J’appartiens à très peu d’instants, se dit-il : les autres n’ont pas leur souvenir, je n’y suis pas, je n’ai fait que les traverser. S’il faut dresser une liste de ceux qui me restent, dans le désordre, et selon ceux qui me viennent à l’esprit, je peux dire appartenir à un abord de forêt d’automne en limite de jardin, où dans l’ombre fraiche perce derrière les arbres un soleil matinal brillant sur la rosée de quelques toiles d’araignées. Je peux dire appartenir à ce ciel bleu, quand je me suis allongé dans l’herbe, sous des cerisiers résistant en carré aux champs de blés qui les assiègent, et où la cerise si rouge dans la main semble une variété de bleu, une note d’été. Etre de la famille de ce moment de début de nuit, face à trois grands chênes, quand en allumant les phares d’une voiture on m’a montré au-dessus de la Seine la manne qui s’élevait, blanche comme de la neige, mais dont le mouvement de chute inversée s’évanouissant dans la nuit faisait penser qu’ici le temps se lisait à l’envers. Je suis de cet instant de mon premier voyage où, à travers le hublot d’une petite cabine de paquebot, je réalise devant la féérie électrique d’habitations étagées sur des collines naviguer sur la mer du Japon, devant des villes dont je ne connais pas le nom. Et j’appartiens aussi à ce moment à Delphes où, dans l’odeur chaude des pins, les anfractuosités sèches de la montagne devant moi et les courbes noires et vertes de ses ombres et de sa végétation me font penser à une forme fractale si bien qu’il me semble voir, à ce moment, perdant tout sens d’échelle, un paysage miniature où ont été déposés en contrebas les jouets de quelques ruines sacrées.

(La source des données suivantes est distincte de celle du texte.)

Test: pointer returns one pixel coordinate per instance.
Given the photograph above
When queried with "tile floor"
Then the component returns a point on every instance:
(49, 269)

J’appartiens à ces instants, si nombreux, où rien ne se passe, sinon cette sorte d’éveil, d’émerveillement, d’une existence qui parait brusquement s’épanouir, hors de toute charges, de toute mémoire, et où débarrassé du souci de soi, la jouissance d’être déborde les limites qui déterminaient auparavant un intérieur, un extérieur – et un point de vue unique d’où je contemplais jusqu’alors l’univers.